Syrien ist als Land zu klein für eine Föderalisierung, wie der syrische Präsident Baschar Assad laut Nicolas Dhuicq, Mitglied einer französischen Delegation, die ein Treffen mit Syriens Staatschef abhielt, meint.

 

„Er sprach von einer hellen Zukunft Syriens und betonte, Syrien sei ein kleines Land. Es sei eigentlich zu klein, um dort eine Föderation auszurufen“, so Dhuicq.

 

Assad habe dem französischen Politiker zufolge weiter darauf hingewiesen, dass sich besonders die Kurden für die Föderalisierung einsetzen. „Der Präsident glaubt, das sei keine gute Idee, insbesondere in Bezug auf die arabische Bevölkerung in der Region. In den Kurden-Gebieten Syriens belaufe sich deren Anteil Assad zufolge auf nur 30 Prozent, deswegen würde sie auch auf eigenem Territorium nur eine Minderheit vertreten“, so Dhuicq im Sputniknews-Interview.

 

Wie Dhuicq weiter sagte, hatte der syrische Präsident darüber hinaus erklärt, dass die Politik der EU im Nahen Osten unbedeutend im Vergleich zu den Aktivitäten Moskaus und Washingtons sei.

 

„Er hat unterstrichen, dass vor dem Hintergrund der US-amerikanischen und russischen Operationen die Außenpolitik der EU im Nahen Osten eigentlich keine Rolle spielt“, so Dhuicq.

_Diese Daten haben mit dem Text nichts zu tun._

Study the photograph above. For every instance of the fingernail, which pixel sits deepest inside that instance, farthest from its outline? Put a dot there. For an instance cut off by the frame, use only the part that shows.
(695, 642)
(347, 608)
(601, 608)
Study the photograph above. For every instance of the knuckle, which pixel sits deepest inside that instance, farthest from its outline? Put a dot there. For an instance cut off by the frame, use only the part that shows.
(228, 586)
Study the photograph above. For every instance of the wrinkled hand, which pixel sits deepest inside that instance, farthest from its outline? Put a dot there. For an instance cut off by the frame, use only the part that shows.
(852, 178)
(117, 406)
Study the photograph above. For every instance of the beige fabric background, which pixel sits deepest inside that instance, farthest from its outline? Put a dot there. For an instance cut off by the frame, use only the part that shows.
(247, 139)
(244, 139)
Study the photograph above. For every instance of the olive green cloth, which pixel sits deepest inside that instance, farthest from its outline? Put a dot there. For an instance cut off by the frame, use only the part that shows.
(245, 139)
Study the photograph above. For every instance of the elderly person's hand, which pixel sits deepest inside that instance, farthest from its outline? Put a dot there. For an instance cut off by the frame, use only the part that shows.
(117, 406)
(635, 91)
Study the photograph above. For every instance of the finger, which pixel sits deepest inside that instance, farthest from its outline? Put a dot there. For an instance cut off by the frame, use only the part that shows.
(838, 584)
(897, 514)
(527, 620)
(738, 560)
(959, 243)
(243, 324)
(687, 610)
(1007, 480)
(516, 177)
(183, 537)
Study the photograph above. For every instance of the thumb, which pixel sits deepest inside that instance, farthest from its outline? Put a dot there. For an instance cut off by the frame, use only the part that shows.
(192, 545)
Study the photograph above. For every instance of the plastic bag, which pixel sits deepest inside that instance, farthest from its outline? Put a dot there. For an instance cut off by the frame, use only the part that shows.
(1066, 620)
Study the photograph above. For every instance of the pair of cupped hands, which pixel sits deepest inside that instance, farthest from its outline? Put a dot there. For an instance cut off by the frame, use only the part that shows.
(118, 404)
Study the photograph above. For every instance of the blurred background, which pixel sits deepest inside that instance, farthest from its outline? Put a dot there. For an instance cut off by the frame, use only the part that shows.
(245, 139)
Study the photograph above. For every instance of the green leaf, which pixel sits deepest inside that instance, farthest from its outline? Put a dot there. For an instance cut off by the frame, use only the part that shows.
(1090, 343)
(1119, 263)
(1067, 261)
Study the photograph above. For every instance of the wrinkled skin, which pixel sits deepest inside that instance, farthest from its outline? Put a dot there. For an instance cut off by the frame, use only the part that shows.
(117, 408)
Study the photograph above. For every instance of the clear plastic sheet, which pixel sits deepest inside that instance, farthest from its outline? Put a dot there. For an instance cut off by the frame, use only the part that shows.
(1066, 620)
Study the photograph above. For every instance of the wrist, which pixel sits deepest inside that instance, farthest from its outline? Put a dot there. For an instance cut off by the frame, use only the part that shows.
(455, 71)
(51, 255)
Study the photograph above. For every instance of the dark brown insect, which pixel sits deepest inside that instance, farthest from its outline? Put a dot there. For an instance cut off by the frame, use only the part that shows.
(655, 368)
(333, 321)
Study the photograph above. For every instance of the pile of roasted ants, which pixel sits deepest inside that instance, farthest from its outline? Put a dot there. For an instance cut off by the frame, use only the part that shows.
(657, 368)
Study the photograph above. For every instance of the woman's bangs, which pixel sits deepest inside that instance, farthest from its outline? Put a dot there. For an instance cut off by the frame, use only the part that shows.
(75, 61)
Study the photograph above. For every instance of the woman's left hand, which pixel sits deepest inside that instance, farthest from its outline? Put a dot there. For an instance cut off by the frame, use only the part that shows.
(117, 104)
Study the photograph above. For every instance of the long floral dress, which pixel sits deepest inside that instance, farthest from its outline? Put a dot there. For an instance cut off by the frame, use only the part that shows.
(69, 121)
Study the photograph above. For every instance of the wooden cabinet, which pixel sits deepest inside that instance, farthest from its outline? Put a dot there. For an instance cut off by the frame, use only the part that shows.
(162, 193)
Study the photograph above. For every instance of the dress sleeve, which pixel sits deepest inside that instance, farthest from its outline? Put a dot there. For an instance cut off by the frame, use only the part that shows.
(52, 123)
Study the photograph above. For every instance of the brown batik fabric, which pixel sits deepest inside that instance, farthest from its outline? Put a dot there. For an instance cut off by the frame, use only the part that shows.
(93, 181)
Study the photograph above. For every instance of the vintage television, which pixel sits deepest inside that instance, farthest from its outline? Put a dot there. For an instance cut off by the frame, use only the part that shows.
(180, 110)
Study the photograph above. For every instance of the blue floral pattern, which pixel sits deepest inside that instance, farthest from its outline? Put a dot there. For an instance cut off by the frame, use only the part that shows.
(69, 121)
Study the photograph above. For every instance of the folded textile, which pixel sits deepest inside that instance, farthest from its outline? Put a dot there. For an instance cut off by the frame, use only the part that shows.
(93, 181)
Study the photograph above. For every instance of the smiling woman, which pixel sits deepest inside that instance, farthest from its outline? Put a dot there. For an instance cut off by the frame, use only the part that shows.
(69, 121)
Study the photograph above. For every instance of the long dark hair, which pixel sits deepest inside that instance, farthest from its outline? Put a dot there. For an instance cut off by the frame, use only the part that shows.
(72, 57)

Assad habe auch die Beziehungen zwischen dem Präsidenten Russlands Wladimir Putin und dem amerikanischen Amtskollegen Barack Obama sowie die gemeinsam getroffenen Vereinbarungen angesprochen.

Am Freitag war eine Gruppe von fünf Abgeordneten der größten französischen Oppositionspartei „Die Republikaner“ nach Syrien gereist, wo sie Verhandlungen mit religiösen und politischen Vertretern des Landes führten. Die Delegation wurde auch von dem syrischen Staatschef Baschar Assad zu einem Gespräch empfangen.